Renewed call from wind energy giant for firms to pitch their services
PUBLISHED: 05:30 26 June 2018 | UPDATED: 08:15 26 June 2018
© Ben Barden Photography Ltd.
A campaign to get more East Anglian businesses involved in a multi-billion pound energy project off the region’s coast is being stepped up.
Vattenfall, the developer behind the proposed Norfolk Vanguard and Norfolk Boreas offshore wind farm developments, is calling for more local companies to pitch the skills they could offer to the project – on which construction work could begin in less than three years.
The Swedish energy giant is particularly keen to hear from businesses who could install onshore electrical infrastructure – which will involve around 60km of cable to connect the wind farms to substations and the use of HVDC (high voltage direct current) technology.
Rob Lilly, Vattenfall’s procurement manager for the Vanguard and Boreas projects, said: “In our experience, businesses that move first have the advantage and our request for information is designed to give local firms the edge when construction contracts start being let, potentially as early as 2020.”
Ruari Lean, project manager for Norfolk Vanguard, added: “Throughout our consultation with local people and organisations we have heard loud and clear there is an appetite to work with us and put Norfolk on the global offshore wind map.”

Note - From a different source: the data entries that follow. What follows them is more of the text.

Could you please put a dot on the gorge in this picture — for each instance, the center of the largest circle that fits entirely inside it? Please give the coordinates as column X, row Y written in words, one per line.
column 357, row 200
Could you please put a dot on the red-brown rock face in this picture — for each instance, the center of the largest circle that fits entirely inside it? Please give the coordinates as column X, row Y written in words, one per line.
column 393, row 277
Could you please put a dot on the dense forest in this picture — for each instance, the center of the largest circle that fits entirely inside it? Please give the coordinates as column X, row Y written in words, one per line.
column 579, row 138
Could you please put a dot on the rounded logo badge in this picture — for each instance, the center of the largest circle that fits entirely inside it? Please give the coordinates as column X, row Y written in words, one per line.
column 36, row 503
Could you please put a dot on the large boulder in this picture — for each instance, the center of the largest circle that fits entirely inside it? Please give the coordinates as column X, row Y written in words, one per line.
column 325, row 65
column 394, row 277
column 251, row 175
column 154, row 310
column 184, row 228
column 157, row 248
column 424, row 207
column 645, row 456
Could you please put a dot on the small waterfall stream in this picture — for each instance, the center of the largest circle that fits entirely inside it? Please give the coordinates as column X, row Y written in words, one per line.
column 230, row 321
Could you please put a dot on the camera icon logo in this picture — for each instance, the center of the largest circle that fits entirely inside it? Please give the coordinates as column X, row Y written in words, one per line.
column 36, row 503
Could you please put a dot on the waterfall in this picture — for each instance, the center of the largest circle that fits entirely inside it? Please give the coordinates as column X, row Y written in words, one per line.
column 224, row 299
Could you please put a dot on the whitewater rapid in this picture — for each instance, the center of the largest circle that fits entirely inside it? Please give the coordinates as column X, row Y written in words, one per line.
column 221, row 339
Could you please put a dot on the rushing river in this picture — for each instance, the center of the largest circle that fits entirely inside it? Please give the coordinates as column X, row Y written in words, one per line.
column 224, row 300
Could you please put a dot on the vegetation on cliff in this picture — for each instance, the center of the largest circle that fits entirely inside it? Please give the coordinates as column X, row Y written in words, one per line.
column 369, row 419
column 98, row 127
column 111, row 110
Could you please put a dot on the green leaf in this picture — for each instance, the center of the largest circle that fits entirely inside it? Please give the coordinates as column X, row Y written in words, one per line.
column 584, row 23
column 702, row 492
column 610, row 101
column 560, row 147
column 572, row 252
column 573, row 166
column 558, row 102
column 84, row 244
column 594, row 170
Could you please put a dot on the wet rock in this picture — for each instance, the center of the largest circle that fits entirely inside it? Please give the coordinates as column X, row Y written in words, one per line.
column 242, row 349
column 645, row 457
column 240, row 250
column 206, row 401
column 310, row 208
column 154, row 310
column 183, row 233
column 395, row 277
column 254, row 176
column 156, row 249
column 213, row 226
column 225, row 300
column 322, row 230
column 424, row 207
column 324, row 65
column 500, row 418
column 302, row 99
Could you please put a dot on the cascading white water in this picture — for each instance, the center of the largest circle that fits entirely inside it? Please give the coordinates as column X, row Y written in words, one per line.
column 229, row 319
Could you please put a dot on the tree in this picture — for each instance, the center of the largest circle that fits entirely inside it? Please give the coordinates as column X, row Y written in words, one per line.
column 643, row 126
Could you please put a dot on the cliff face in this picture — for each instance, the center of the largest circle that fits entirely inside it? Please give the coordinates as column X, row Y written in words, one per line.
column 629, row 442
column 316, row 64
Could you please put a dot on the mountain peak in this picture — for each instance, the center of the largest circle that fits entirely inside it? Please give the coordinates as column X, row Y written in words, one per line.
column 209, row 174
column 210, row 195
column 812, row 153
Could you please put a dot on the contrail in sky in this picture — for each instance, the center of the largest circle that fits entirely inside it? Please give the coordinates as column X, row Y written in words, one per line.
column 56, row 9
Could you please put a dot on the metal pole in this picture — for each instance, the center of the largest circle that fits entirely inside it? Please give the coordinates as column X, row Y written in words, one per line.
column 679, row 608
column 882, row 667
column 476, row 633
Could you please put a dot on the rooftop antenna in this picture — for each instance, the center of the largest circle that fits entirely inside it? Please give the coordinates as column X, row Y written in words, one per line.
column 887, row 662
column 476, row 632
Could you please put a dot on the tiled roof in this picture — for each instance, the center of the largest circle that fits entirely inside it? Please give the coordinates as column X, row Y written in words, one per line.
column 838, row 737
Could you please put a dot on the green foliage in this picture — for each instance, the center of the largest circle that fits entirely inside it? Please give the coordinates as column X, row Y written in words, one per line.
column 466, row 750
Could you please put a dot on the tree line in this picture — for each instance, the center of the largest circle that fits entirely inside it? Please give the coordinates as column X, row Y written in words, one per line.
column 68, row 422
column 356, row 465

An initial event for businesses interested in working on the project was held in March for them to find out how they could fit into the supply chain for the developments.

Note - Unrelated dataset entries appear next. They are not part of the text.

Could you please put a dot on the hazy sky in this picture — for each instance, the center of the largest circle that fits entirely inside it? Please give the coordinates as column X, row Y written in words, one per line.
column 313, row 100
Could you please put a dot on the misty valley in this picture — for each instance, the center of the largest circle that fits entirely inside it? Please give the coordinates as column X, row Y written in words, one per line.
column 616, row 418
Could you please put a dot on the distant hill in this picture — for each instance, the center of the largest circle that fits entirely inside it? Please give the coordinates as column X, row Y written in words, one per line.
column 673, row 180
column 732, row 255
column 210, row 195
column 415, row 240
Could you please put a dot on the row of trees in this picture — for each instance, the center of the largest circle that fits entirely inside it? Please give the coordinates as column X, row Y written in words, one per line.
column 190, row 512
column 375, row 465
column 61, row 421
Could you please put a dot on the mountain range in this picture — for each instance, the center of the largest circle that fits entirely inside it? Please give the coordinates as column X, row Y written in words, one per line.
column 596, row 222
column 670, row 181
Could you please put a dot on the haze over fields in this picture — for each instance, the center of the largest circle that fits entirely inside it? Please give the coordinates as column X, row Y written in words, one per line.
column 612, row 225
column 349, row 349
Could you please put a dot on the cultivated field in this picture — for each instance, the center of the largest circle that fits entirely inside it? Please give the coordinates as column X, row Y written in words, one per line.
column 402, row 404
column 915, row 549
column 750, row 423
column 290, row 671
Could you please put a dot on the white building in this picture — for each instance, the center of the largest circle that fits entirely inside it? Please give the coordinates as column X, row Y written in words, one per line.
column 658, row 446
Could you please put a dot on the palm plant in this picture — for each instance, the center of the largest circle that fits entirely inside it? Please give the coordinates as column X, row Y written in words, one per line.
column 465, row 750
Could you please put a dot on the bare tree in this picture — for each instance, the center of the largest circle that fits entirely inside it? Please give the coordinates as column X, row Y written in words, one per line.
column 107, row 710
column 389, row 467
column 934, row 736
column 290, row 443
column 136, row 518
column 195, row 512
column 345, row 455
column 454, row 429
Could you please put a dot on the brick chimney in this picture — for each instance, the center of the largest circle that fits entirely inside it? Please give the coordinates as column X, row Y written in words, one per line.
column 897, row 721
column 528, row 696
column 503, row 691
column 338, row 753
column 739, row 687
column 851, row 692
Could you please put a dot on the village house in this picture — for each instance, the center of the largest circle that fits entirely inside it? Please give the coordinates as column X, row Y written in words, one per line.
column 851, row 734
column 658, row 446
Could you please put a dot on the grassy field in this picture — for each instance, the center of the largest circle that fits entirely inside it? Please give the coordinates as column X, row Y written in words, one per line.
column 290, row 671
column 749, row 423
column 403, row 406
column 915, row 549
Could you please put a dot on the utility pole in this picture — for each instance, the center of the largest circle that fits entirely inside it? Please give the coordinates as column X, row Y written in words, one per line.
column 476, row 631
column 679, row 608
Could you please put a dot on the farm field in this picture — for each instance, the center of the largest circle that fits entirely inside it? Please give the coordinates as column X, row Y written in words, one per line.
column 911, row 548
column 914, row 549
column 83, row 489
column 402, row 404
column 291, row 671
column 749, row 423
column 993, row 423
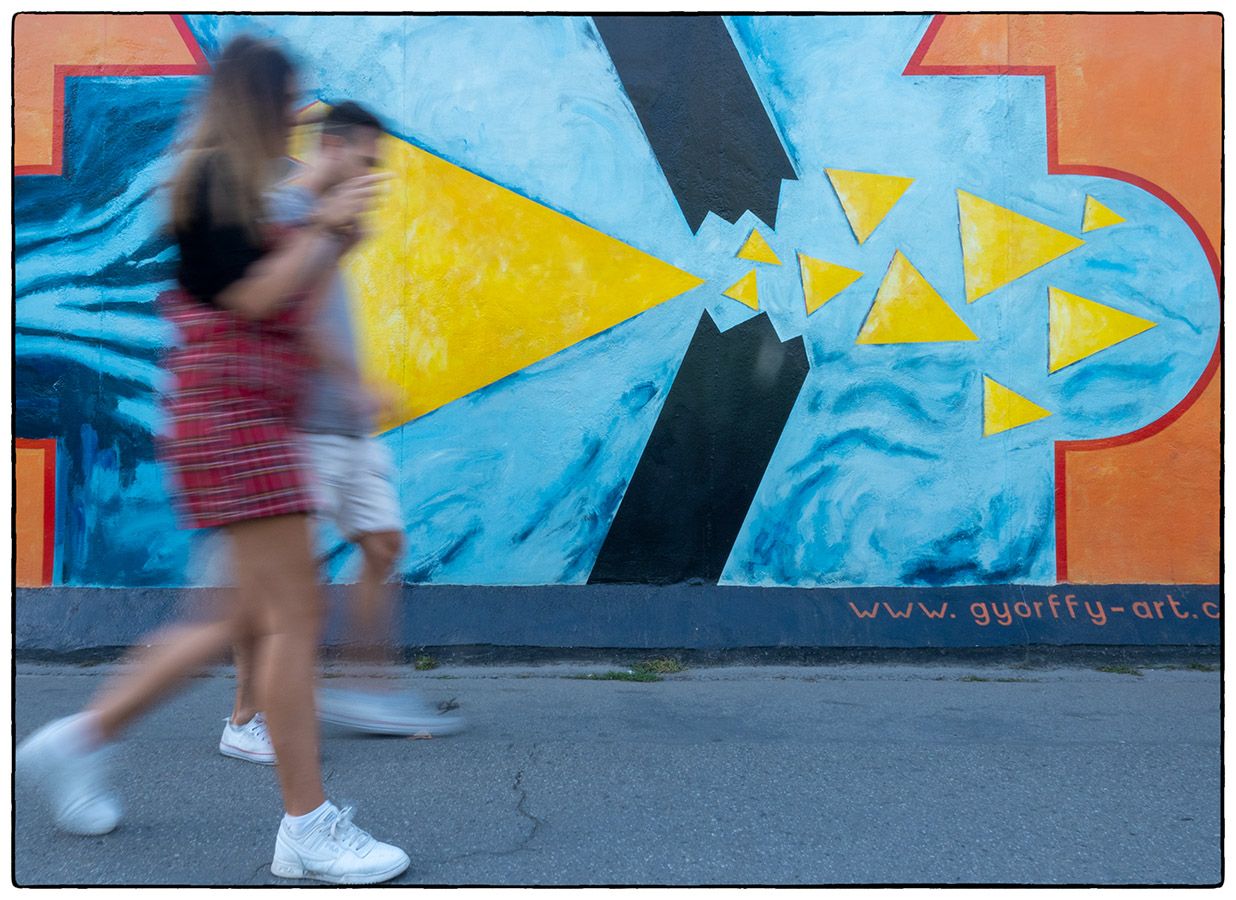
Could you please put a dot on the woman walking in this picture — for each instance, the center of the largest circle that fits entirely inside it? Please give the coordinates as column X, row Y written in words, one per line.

Vattenfall has said it is considering splitting its contracts into smaller packages to provide more opportunities for small and medium-sized businesses.
Mr Lilly previously said that he was looking for partnerships which could last the 25-year lifetimes of the Vanguard and Boreas wind farms.

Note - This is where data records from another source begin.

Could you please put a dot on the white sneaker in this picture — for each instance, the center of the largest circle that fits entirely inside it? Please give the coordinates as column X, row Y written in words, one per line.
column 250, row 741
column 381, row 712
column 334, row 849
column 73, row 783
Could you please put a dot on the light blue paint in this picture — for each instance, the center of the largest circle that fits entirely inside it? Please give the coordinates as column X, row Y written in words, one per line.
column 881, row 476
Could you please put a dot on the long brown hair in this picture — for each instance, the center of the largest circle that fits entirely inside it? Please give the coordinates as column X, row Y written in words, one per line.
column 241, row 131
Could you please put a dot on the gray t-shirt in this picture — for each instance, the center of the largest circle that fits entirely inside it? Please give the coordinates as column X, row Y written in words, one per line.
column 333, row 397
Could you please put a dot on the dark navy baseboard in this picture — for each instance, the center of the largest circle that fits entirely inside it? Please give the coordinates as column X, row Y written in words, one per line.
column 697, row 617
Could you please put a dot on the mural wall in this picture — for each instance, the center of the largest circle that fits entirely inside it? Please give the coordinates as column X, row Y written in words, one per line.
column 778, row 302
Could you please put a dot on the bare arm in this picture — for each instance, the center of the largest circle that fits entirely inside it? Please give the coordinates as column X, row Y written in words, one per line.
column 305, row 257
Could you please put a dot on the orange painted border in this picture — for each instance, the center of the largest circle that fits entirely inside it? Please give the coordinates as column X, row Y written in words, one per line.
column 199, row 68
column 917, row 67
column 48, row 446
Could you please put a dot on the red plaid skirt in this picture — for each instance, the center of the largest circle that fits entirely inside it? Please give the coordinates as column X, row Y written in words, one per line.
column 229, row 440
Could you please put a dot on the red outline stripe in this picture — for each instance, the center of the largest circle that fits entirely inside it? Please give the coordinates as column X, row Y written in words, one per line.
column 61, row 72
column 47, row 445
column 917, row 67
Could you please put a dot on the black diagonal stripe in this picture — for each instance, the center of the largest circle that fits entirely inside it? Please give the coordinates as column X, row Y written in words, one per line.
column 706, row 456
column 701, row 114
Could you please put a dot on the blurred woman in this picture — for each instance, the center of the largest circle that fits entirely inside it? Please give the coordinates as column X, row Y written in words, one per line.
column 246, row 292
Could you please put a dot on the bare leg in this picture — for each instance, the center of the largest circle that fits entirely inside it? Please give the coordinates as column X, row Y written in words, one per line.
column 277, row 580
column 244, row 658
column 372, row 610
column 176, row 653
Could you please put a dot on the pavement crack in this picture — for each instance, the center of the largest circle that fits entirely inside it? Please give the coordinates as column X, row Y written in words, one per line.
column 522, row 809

Nova Fairbank, public affairs manager at Norfolk Chamber of Commerce, said: “We would hope to see hundreds of jobs created and many long-term opportunities in the wind energy sector for appropriately skilled young people.”
If permission is granted for the project off the east coast of Norfolk in 2019, the wind farms could be up and running by the middle of the next decade, generating a combined capacity of 3.6GW – enough electricity to meet the annual demand of 2.6 million households, almost 10% of total household demand.